Carla abrió los ojos a las 09:38. Para entonces yo llevaba despierto casi tres horas, sin atreverme a mover un músculo, alimentando a oscuras un miedo ancestral a perderme en territorio hostil, fortificando mis defensas, contemplando cómo el día se desperezaba con lentitud, transparentando las cortinas. Se giró hacia mí. Me abrazó, aún dormitando. Me besó en la mejilla, antes de gruñir confusamente en mi oído:
– Buenos días. ¿Desayunamos?
– Claro. – conseguí decir – Pero no nos podemos colgar mucho. Me tengo que ir.
– Hoy es sábado. Nadie se tiene que ir tan temprano un sábado.
Intento estimular mi funcionamiento neuronal, pero su cuerpo desnudo, pegado al mío, refracta mi posibilidad de producir excusas plausibles a una velocidad razonable. Los terminales nerviosos de mi estómago descubren su mano izquierda, buscándome. Intento no reaccionar. Me mordisquea la oreja. Me acomodo en la cama, boca arriba, mientras no puedo evitar un nuevo torrente de sangre que amenaza con inundar mis vasos capilares. “Esperá un momento”, murmuro. Su lengua me recorre suavemente la punta de un pezón por toda respuesta. Su mano me ataca, me rodea, me estremece, me levanta de entre los muertos, me recupera del páramo de fango donde mi terror privado me inmovilizaba. “Parece que te despertaste contento”, dice, pasando su pierna sobre mi cintura. “¿No íbamos a desayunar?”. “Después”, dice, montada sobre mí, mientras neutraliza mi función de habla con sus labios y su lengua.
* * *
Pasadas las once logré que todo estuviese dispuesto para el desayuno. Carla bebía su café con leche a sorbos cortos, distraída, relajada, mientras yo intentaba hacer lo mismo, poseído por una tormenta de malos presentimientos, una sensación de haberme dejado atrapar.
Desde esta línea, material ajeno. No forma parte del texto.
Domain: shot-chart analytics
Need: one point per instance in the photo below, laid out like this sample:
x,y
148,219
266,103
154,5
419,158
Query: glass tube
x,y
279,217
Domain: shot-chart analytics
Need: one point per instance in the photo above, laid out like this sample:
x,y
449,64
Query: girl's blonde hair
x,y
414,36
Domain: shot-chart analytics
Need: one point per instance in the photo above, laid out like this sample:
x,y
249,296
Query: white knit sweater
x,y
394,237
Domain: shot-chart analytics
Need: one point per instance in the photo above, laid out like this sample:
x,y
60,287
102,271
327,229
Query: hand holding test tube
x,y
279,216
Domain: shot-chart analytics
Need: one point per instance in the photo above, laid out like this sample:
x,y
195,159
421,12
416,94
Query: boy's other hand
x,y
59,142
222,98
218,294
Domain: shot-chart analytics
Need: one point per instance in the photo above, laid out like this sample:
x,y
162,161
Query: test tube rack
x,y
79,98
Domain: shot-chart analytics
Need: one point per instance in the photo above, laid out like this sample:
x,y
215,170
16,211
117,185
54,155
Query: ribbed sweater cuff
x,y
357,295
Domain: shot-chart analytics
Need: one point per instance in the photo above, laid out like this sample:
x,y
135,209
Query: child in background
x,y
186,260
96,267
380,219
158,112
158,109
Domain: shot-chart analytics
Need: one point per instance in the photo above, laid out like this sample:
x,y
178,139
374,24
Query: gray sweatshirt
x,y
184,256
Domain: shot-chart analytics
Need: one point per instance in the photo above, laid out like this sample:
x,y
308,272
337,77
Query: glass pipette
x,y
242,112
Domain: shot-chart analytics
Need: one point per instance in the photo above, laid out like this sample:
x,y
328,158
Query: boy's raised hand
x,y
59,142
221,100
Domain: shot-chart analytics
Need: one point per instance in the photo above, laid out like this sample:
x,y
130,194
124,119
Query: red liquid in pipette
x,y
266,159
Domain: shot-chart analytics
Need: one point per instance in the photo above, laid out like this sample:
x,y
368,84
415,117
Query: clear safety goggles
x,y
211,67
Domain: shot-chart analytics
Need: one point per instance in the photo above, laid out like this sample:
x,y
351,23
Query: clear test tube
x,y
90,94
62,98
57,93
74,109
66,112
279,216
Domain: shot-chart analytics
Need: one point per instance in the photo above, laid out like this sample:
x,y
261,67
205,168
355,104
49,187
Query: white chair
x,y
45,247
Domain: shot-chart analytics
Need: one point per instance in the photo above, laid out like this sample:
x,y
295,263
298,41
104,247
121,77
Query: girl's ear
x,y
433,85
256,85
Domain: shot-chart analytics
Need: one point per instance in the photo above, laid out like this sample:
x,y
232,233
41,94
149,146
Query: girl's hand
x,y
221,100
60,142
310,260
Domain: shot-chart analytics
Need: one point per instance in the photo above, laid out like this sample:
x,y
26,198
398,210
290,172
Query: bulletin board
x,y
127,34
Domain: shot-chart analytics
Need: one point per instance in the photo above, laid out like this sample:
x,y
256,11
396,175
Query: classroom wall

– ¿Cenamos esta noche? – pregunta. Me atormenta la idea de que por haber pasado la noche allí, ella ya de todo por supuesto, sobreentendiendo la naturaleza de cualquier cosa que sea lo que nos une, si es que hay algo más allá de una derrota futbolística.
– Dale.
– Si no tenés ganas decilo, no pasa nada.
– No, no, sí que tengo ganas. Pasa que el martes viajo a Canadá, y tengo que empezar a preparar las valijas, pero no pasa nada, puedo salir a cenar.
– ¿A Canadá? ¿Qué vas a hacer en Canadá?
– Me voy de vacaciones. Somos tres amigos desde la secundaria. Uno, Martín, vive todavía en Buenos Aires. El otro, Daniel, acaba de ser nombrado profesor de filosofía en la Universidad Concordia, en Montreal, así que se mudó esta semana. Nos vamos a encontrar los tres allí, para pasar dos semanas juntos. Intentamos vernos los tres al menos una vez al año.
– ¡Qué bueno! – su mano busca la mía por encima de la mesa – Te voy a extrañar.
* * *
Conseguí salir del departamento de Carla a las tres y media de la tarde, jurándome a mí mismo no volver a ir bajo ningún concepto, amenaza o coerción de cualquier naturaleza. Entré a casa con una sensación vaga de culpa hacia el cemento, por no haber dormido allí. Me duché rápidamente, y una vez vestido, busqué una mochila de viaje y comencé a guardar camisetas sin ningún criterio, apilándolas en su interior de acuerdo a una geometría inverosímil que, sin embargo, resultaba funcional. La piel pálida pintada de pecas de Carla volvía a mis dedos una y otra vez. Su boca juguetona, sus exploraciones húmedas sobre mi epidermis, la reacción violenta de mis capilares a su tacto, el secreto de su placer narrado de cerca, piel a piel, la voracidad de sus huesos expresada una y otra vez, la sensación viva de su peso sobre mis caderas. ¿Debía llevarme la afeitadora?
* * *
Las ruedas del Boeing 737-800 de Air Canada dispersaron el polvo de la pista al tocar tierra en el aeropuerto de Montreal. Después de tres aviones y casi un día de viaje, aterrizaba por fin en la ciudad donde viviría mi amigo. Había pasado los dos últimos días antes del viaje enredado en las extremidades de Carla, y las últimas veinticuatro horas repasando mentalmente los enredos sucesivos, a la vez que intentaba que el compañero de turno en el asiento del avión no se percatase del bulto de carne y sangre a presión que el ejercicio mental me provocaba en el pantalón. Pasé el control de pasaportes sin más incidencias que una larga serie de explicaciones sobre las razones que me llevaron a cargar en mi equipaje casi trescientos cigarrillos rubios para una estadía proyectada de dos semanas. A la salida de los controles me esperaba Daniel, medio dormido por lo criminal de la hora. Nos abrazamos.
– ¿Qué hacés, maricón?
– Muerto. Tengo los huevos por el sótano de volar.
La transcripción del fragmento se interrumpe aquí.